如果它们具有相同的 ID 或相同的属性,我需要将行分组在一行中。所以我想我需要使用 INNER JOIN
和 GROUP_CONCAT
,但我不知道如何使用。问题是,如果两个用户没有共同属性,但与相同的第三个用户属于同一组,则必须将所有三个用户合并为一个组。此外,我在 table.
group_id
列
group_id, user_id, group_attributes
1, 1, "red, green, yellow, grey, purple, coffeemaker"
1, 2, "red, green, yellow, grey, purple, coffeemaker"
1, 3, "red, green, yellow, grey, purple, coffeemaker"
1, 4, "red, green, yellow, grey, purple, coffeemaker"
1, 5, "red, green, yellow, grey, purple, coffeemaker"

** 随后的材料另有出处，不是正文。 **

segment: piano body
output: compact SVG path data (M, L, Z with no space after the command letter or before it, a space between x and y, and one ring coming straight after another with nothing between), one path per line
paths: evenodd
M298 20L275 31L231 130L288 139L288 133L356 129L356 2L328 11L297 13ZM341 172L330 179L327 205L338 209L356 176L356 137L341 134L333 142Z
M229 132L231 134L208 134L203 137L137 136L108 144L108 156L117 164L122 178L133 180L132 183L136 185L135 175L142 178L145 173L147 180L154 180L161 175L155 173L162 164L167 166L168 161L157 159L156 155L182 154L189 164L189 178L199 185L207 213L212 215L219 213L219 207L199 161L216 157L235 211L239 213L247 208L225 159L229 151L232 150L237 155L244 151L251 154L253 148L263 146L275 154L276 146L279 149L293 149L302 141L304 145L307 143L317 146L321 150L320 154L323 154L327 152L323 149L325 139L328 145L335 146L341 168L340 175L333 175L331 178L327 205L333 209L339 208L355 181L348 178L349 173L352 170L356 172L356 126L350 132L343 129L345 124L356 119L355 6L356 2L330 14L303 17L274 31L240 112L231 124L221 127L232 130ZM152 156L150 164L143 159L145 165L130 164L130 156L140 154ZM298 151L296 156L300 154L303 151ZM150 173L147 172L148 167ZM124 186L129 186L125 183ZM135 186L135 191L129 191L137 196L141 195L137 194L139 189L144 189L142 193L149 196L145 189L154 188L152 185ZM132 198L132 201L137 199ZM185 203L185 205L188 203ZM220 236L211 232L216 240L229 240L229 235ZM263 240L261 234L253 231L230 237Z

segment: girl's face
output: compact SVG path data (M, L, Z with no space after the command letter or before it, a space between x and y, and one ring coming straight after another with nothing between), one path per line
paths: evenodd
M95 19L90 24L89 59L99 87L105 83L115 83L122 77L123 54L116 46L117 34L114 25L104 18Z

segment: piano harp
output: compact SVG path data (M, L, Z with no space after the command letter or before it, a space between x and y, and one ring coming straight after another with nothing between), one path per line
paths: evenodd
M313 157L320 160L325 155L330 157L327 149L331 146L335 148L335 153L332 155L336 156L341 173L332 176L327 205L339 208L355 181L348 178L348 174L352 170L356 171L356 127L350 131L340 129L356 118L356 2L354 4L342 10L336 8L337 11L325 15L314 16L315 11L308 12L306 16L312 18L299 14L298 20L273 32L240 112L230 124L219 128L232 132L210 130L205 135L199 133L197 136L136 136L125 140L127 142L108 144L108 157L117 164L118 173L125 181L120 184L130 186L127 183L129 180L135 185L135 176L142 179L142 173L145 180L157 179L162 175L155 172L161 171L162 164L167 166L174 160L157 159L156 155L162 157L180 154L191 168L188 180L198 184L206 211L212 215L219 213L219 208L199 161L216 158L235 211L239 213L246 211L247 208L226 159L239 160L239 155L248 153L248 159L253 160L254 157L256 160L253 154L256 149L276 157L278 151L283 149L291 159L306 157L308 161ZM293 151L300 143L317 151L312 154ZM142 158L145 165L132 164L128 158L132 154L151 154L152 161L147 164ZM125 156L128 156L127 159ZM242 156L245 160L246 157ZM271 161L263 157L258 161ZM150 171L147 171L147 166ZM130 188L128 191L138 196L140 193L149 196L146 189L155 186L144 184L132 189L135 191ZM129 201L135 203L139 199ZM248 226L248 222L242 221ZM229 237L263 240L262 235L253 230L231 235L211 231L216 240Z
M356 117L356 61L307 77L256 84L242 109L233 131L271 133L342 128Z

2, 6, "coffee, milk, croissant"
2, 7, "coffee, milk, croissant"
2, 8, "coffee, milk, croissant"
减少回答时间的原始数据。
CREATE TABLE task (
user_id INT(10) NOT NULL,
attribute VARCHAR(50) NULL DEFAULT NULL);
INSERT INTO task (user_id, attribute)
VALUES
(1, 'red'),
(1, 'green'),
(2, 'green'),
(2, 'yellow'),
(3, 'grey'),
(3, 'coffeemaker'),
(4, 'grey'),
(4, 'purple'),
(5, 'purple'),
(5, 'red'),
(6, 'black'),
(7, 'black'),
(7, 'milk'),
(8, 'milk'),
(8, 'croissant');
这是一个图行走问题,因此简单的 JOIN
是不够的。一种方法是获取与给定属性关联的所有属性。以下递归 CTE 执行此操作:
with recursive aa as (
select distinct t1.attribute as at1, t2.attribute as at2
from task t1 join
task t2
on t1.user_id = t2.user_id
),
cte as (
select at1, at2, at1 as found, 1 as lev
from aa
union all
select cte.at1, aa.at2, concat_ws(',', found, aa.at2), lev + 1
from cte join
aa
on cte.at2 = aa.at1
where find_in_set(aa.at2, found) = 0
)
select distinct at1, at2
from cte;
然后您可以使用相同的递归 CTE 将这些值组合成一个字符串:
with recursive aa as (
select distinct t1.attribute as at1, t2.attribute as at2
from task t1 join
task t2
on t1.user_id = t2.user_id
),
cte as (
select at1, at2, at1 as found, 1 as lev
from aa
union all
select cte.at1, aa.at2, concat_ws(',', found, aa.at2), lev + 1
from cte join
aa
on cte.at2 = aa.at1
where find_in_set(aa.at2, found) = 0
)
select dense_rank() over (order by pairs.all_attributes) as group_id, t.user_id, pairs.all_attributes
from (select at1, group_concat(at2) as all_attributes
from cte
group by at1
) pairs join
(select user_id, min(attribute) as min_attribute
from task
group by user_id
) t
on t.min_attribute = pairs.at1;
我看不出这段代码有什么问题。但是 db<>fiddle 坚持要为 pairs
创建一个十六进制字符串。但是,我认为这将适用于您的数据库。这是 fiddle.